I’m still struggling to find the book I want around data science. I’ve learned that there are two levels:

*KNOWING* data science

*DOING* data science

This book is about the second one. Make no mistake, this is a “statistical computation” manual. This shows you how to find statistical answers using Python. *Fully half this book is code samples.* If you do not plan to actually attempt to find statistical answers to known questions by writing Python code, then this isn’t the book for you.

I would look at the code samples in this book and think, “What am I supposed to do with this? I’ll take the author’s word for it that this works, but what is it supposed to tell me?” The code samples don’t even show much inner computation, since most of the work is rolled up into Python libraries, and the code samples really just show magical method calls and the code *around* those. This is damn-near a Python manual.

And I disagree with the title: “…from Scratch.” It’s not from scratch, and this is my major complaint: knowing how to find the answer is the second half of the process. The major problem is this: *no one knows the right questions.* I can find or hire someone to give me the answer. Explain to me what questions I should be asking of data.

And this is where the book falls down. The scenarios described are enormously contrived, and they’re glossed over in a mad rush to get to the code samples (the very part I didn’t care about). I want more time spent on why the question matters.

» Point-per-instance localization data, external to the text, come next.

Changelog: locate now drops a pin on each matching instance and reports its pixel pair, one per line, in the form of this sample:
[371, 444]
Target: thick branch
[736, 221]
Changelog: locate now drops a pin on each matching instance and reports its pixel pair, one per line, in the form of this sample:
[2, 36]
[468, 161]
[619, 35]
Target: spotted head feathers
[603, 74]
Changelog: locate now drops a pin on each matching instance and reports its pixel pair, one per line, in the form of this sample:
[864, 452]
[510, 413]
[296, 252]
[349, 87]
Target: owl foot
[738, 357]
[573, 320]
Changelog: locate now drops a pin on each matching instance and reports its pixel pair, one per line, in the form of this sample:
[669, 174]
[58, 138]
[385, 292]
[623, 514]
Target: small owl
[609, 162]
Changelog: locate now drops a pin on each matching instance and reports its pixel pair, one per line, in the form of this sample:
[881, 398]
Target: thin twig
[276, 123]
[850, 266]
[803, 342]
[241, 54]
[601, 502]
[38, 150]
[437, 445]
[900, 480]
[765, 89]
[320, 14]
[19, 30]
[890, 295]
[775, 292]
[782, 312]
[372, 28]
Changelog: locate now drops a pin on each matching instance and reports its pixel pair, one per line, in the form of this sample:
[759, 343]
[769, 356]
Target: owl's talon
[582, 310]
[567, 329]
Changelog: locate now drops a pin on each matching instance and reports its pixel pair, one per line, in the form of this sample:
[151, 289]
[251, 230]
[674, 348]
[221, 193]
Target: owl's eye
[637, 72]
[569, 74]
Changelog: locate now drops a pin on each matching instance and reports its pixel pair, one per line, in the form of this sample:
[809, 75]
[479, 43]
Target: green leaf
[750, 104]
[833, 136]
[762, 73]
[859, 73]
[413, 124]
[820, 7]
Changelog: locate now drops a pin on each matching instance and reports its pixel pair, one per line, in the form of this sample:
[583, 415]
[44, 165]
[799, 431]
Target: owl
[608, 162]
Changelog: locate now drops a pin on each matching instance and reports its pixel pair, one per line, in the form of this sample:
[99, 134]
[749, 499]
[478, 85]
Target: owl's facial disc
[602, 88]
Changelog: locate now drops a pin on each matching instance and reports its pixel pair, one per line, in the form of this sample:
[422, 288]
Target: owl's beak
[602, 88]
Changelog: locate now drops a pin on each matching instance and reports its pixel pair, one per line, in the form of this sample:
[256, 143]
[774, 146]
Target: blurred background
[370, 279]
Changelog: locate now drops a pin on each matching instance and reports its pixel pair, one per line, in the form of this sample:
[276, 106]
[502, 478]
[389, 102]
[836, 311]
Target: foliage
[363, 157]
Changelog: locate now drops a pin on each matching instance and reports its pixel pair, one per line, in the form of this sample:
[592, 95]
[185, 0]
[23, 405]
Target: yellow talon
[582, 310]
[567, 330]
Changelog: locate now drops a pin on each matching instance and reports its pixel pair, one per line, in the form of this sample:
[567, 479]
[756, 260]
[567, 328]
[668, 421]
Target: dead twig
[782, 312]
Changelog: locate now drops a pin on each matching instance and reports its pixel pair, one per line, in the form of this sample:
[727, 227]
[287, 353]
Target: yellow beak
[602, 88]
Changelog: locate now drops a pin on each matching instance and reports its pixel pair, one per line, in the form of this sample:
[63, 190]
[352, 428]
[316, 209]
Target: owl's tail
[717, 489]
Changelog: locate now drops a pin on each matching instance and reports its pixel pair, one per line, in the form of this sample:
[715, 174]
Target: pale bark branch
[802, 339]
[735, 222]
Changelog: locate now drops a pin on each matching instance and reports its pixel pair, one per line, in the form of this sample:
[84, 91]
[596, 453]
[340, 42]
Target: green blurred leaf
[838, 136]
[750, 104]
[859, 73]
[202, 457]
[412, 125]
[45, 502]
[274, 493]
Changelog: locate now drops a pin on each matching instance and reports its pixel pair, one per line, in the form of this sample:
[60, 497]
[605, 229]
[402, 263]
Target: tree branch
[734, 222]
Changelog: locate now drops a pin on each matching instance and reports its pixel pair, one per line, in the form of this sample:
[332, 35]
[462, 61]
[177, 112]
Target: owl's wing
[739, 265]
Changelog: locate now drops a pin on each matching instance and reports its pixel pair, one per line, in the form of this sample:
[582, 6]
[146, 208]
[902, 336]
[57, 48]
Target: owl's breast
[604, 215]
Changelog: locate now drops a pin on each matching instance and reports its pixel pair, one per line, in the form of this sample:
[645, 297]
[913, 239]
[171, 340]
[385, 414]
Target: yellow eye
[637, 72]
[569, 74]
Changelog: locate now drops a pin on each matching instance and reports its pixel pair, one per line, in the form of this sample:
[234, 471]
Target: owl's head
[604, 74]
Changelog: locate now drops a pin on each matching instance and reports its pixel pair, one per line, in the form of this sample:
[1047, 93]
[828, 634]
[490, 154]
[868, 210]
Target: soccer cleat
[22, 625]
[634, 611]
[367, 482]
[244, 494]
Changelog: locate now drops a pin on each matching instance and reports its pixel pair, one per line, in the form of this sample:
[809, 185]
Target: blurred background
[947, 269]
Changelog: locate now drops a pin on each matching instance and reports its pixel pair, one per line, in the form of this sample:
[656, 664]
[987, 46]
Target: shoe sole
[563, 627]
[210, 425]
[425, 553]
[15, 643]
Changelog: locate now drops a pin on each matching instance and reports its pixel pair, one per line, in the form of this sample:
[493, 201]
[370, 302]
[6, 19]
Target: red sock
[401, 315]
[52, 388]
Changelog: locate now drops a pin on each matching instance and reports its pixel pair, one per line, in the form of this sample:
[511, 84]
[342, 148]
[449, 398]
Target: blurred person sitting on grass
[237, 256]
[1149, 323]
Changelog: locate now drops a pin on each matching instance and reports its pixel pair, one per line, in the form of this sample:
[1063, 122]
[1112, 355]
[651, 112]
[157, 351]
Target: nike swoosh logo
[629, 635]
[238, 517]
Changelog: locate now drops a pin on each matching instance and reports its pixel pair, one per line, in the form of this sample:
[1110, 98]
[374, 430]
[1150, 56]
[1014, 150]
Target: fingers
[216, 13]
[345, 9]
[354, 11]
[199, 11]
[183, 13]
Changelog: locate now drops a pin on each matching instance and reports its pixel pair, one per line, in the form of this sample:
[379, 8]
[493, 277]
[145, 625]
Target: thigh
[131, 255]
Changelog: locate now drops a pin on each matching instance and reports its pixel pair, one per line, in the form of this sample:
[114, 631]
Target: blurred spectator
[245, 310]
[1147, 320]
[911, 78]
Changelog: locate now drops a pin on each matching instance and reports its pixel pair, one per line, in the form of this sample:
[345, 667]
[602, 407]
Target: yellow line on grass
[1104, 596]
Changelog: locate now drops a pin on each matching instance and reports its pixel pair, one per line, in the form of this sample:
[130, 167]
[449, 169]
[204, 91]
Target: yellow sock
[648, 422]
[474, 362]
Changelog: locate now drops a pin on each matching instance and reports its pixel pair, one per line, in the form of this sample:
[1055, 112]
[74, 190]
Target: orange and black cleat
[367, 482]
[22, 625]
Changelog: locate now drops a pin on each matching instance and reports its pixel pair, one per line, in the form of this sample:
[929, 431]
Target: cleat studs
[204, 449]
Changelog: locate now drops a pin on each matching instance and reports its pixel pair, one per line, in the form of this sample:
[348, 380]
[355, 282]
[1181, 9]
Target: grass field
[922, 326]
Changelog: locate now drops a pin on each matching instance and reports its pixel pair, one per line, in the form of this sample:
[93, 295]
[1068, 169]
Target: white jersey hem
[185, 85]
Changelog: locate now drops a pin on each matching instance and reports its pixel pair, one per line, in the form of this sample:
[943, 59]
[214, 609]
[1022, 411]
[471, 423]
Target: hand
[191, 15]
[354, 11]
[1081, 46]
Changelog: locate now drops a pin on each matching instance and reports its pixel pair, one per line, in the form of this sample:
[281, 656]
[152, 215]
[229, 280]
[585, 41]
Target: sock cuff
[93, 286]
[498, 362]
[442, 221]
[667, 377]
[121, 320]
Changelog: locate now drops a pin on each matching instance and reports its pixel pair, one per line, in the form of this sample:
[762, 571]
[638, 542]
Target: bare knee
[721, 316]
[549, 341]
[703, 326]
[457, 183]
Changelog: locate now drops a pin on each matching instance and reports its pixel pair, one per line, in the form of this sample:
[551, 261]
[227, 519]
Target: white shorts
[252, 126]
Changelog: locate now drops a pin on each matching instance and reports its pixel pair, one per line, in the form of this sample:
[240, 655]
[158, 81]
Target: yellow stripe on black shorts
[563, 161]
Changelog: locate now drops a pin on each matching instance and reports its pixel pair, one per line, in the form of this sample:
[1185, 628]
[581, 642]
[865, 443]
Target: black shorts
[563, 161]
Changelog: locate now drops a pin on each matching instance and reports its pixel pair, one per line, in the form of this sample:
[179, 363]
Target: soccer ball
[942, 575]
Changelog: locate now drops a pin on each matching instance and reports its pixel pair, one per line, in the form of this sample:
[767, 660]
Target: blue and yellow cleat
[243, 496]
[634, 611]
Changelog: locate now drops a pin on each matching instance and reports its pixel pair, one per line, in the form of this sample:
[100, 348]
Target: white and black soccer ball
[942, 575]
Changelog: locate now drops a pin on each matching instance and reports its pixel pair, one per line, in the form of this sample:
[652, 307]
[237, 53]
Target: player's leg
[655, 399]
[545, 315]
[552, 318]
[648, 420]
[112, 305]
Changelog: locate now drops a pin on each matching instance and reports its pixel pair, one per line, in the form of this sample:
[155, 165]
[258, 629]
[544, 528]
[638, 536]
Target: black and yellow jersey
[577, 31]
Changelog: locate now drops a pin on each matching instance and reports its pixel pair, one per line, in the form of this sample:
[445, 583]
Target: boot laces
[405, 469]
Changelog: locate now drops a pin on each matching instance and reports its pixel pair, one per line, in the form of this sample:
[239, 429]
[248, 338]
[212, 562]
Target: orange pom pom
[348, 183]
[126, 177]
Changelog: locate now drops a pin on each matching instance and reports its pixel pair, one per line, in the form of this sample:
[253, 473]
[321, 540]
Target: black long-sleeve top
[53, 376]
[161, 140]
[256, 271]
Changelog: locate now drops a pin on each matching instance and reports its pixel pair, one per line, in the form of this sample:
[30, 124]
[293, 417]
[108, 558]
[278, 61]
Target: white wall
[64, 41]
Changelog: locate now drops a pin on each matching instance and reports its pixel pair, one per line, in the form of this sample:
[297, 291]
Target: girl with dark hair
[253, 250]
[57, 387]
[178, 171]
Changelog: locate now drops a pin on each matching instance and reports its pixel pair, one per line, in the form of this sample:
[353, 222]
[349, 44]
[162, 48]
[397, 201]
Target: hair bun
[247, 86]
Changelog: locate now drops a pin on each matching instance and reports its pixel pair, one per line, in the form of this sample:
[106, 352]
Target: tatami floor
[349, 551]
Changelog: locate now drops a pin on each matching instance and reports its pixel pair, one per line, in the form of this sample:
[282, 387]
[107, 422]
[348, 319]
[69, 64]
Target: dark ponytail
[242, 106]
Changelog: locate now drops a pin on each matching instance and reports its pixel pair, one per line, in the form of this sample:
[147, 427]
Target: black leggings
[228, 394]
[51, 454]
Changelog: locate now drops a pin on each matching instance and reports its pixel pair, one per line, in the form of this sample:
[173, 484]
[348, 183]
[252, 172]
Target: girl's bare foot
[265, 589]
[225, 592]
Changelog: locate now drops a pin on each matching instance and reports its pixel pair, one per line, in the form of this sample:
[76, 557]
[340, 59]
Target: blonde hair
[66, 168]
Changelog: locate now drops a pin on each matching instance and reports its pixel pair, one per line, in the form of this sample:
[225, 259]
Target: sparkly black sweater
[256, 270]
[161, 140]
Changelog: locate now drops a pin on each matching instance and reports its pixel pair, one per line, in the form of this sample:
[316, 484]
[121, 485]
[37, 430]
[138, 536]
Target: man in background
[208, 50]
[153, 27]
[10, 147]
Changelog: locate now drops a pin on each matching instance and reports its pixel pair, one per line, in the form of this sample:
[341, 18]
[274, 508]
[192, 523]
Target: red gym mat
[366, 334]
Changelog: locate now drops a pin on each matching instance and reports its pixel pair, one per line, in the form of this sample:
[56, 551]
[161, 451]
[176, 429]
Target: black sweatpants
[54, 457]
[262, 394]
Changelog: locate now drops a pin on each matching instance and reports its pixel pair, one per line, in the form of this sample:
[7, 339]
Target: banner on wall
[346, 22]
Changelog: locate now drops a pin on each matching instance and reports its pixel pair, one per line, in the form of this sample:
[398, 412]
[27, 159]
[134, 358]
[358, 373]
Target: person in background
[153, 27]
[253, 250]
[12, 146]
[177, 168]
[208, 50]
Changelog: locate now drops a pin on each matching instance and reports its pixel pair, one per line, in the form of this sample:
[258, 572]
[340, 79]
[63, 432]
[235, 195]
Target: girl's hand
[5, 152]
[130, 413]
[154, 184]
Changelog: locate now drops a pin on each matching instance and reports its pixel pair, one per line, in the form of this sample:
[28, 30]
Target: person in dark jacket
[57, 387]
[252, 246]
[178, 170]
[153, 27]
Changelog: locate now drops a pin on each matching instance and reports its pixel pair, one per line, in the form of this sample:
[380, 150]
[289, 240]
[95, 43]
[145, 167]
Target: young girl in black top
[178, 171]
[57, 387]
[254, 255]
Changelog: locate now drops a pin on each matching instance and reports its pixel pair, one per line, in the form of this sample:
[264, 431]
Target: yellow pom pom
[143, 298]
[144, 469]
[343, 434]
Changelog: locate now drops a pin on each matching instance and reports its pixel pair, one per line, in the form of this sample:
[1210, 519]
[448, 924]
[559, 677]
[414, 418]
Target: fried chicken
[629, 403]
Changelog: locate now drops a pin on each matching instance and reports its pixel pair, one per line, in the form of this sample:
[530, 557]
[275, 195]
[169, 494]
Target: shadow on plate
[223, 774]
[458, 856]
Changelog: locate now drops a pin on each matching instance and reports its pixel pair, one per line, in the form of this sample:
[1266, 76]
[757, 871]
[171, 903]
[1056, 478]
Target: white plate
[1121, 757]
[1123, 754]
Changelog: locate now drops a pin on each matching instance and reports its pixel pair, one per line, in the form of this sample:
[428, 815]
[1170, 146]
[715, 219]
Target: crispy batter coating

Real world examples would be nice too.

I get that this might not be what the author was going for. But I fault him for the title. It’s not “Data Science from Scratch.” It’s, “How To Compute Statistics with Python.” I guess I should have paid more attention to the subtitle.

So, this is my problem with this book, and with about every book I’ve read on data science in the last two years. All these books are written by statisticians who are very quick to show you math (or code). I want a book written by a business person that starts with the idea of what solutions we can unlock from our data.

How to find those solutions? That’s a readily solvable problem.